[DRBD-user] can drbd be made to detect that it has failed to write to the underlying device in a 'long time'?

Tue Apr 13 17:48:36 CEST 2004

Lars Ellenberg wrote:
> 
> / 2004-04-13 07:15:56 -0500
> \ Todd Denniston:
> > all of my drbd device net sections contain (and did at the time of the lockup
> > too):
<SNIP>
> >     timeout     = 60    # unit: 0.1 seconds
<SNIP>
> >     ko-count    = 10    # if some block send times out this many times,
<SNIP>
> > Which I thought meant that in ~60 seconds[1] I would get a fallover.
> 
> Ah. No.
> This only detects whether I was able to send something to the Secondary.
> If not (for that ~60 seconds), I disconnect and ignore my peer.
> 
> This does NOT detect local IO failure, since that normally is caught by
> the "do-panic" option: when I get a local IO failure, I will just panic
> the box. Which should always trigger a failover ...

Unfortunately the lower level has not yet (at that time) declared an IO
failure, might be a buglet there (adaptec SCSI layer). :{

> 
> > What I was suspecting is the 2 drbd's can still talk to one another, and the
> > failing node's drbd is blocking (but not failing) on the write to the SCSI
> > layer, because the scsi layer is in a loop retrying the reset on the Promise
> > box ''hard drive''.
> >
<SNIP> 
> Hm.
> If the Secondary manages to get a "throughput" of more than one block
> per (ko-count*ping-intervall), we do not disconnect.

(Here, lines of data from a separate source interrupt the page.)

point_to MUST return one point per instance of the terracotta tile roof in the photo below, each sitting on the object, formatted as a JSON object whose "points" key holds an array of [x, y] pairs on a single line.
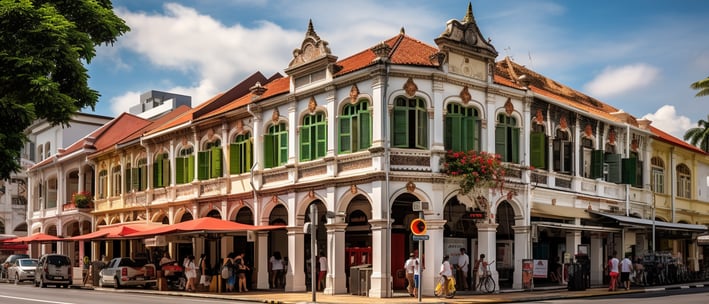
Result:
{"points": [[155, 123], [661, 135], [405, 50], [183, 118], [507, 72], [277, 86], [112, 132]]}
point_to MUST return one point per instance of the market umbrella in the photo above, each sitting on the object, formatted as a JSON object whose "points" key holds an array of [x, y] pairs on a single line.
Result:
{"points": [[114, 232], [203, 225], [37, 238]]}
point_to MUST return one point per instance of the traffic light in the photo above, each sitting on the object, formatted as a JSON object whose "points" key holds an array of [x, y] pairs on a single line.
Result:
{"points": [[418, 227]]}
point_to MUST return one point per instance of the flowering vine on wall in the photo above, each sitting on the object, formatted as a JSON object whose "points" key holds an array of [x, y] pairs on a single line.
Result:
{"points": [[475, 170]]}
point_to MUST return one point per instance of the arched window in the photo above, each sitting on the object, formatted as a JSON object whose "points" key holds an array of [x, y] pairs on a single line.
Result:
{"points": [[410, 123], [507, 138], [209, 161], [355, 127], [684, 181], [563, 148], [275, 146], [184, 165], [313, 137], [102, 184], [116, 181], [462, 128], [161, 171], [240, 154]]}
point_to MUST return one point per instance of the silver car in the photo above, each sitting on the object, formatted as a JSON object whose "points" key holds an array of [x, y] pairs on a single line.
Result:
{"points": [[22, 270]]}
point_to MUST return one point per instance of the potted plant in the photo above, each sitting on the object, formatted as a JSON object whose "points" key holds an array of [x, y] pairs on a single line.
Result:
{"points": [[82, 199]]}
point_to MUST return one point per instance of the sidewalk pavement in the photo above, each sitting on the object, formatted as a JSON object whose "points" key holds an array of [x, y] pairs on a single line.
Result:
{"points": [[506, 296]]}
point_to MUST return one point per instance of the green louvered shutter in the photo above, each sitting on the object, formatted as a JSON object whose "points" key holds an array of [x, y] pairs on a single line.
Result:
{"points": [[468, 136], [345, 135], [321, 139], [515, 145], [597, 164], [157, 172], [401, 128], [247, 156], [180, 170], [203, 165], [452, 137], [128, 179], [501, 142], [165, 172], [537, 143], [629, 170], [190, 168], [365, 131], [234, 159], [269, 152], [216, 170], [135, 179], [421, 128], [305, 144], [614, 168]]}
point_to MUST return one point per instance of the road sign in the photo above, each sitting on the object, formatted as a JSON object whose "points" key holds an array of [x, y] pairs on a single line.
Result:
{"points": [[418, 226], [420, 237]]}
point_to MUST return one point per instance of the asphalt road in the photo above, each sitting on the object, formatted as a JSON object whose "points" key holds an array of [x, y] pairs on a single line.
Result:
{"points": [[26, 293], [672, 296]]}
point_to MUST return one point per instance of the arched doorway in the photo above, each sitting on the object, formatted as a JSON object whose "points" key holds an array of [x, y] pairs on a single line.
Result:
{"points": [[320, 239], [401, 238]]}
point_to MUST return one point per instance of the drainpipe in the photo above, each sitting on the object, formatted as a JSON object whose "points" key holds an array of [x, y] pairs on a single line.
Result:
{"points": [[673, 184]]}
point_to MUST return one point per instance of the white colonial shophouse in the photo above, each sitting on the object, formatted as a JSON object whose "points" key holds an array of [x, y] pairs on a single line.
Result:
{"points": [[363, 138]]}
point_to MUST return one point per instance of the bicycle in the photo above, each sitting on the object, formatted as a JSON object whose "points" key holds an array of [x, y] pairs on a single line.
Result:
{"points": [[439, 291], [487, 283]]}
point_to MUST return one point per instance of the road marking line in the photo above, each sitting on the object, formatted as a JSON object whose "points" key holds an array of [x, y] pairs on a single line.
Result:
{"points": [[34, 300]]}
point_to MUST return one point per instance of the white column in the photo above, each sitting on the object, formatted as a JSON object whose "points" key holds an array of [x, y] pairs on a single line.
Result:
{"points": [[262, 260], [295, 275], [521, 252], [380, 279], [433, 252], [487, 242], [336, 280], [597, 259], [573, 239]]}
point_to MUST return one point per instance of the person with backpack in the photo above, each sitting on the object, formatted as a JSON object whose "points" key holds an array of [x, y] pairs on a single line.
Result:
{"points": [[228, 273]]}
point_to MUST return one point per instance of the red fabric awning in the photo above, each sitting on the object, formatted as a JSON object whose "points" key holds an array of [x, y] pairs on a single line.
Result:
{"points": [[36, 238], [115, 232], [203, 225]]}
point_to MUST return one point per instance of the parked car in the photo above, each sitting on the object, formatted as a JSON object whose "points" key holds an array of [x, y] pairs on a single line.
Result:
{"points": [[22, 270], [9, 261], [53, 269], [125, 271]]}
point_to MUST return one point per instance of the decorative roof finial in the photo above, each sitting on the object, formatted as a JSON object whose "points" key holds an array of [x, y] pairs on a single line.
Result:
{"points": [[469, 15]]}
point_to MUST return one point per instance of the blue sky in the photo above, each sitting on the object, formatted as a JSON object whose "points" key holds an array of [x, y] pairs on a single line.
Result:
{"points": [[637, 55]]}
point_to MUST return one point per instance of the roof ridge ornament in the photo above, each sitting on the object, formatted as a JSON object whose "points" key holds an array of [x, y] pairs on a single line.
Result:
{"points": [[311, 49]]}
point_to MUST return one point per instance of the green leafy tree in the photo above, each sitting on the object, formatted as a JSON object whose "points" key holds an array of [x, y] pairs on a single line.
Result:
{"points": [[699, 136], [702, 86], [44, 45]]}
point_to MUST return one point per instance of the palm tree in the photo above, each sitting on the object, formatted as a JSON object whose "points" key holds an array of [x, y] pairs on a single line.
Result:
{"points": [[702, 86], [699, 136]]}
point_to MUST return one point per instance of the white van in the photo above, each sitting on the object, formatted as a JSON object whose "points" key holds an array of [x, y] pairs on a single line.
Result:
{"points": [[53, 269]]}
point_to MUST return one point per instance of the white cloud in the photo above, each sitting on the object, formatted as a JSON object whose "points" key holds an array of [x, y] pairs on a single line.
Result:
{"points": [[616, 81], [120, 104], [199, 47], [666, 119]]}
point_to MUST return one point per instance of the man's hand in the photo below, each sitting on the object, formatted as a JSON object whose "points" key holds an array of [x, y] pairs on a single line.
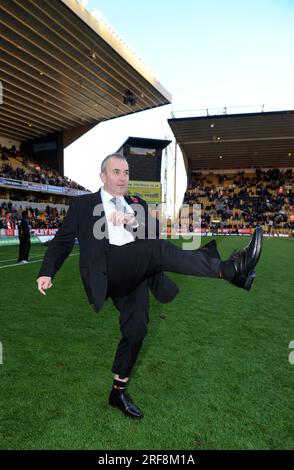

If it "even"
> manages to get >= (4k) per ping intervall, ko-count won't trigger at all.
> 

Drat, so I am getting 'some' data through to the disk more often than once
every 6 seconds... might lower that timeout and see if I get some ko markers.

> So a "very slow" but "not slow enough" write throughput on the Secondary
> will throttle the Primary to the same slowness.
> 
> On the Primary, if it still is responsive, try to watch the "ns:".
> If it still increases, this is what happens.
> 
good point, I'll look at it when it latches up today or tomorrow. (seems to
happen ~14?? local time for 2 working days in a row).

> If you have some "creative" idea how to cope with this, tell us.

unfortunately I was expecting that the throughput to the disk was 0, but you
are suggesting it is slightly higher, and that you have already covered the 0
case.

perhaps a minimum-pending-throughput (min-pend-speed)?
and pend-grace-period

warning really nasty pseudo code:
if new data received from primary && 
    we have some data that has been pending its sync to disk >
pend-grace-period && 
     (avg_speed_to_disk_since_we_started_pending < min-pend-speed)
{
call ko-count type routines
}

requires receipt/send time markers on data packets, and something tracking
average data rate...
looks easy in english ... could be a pain to code. :}

<SNIP>
-- 
Todd Denniston
Crane Division, Naval Surface Warfare Center (NSWC Crane) 
Harnessing the Power of Technology for the Warfighter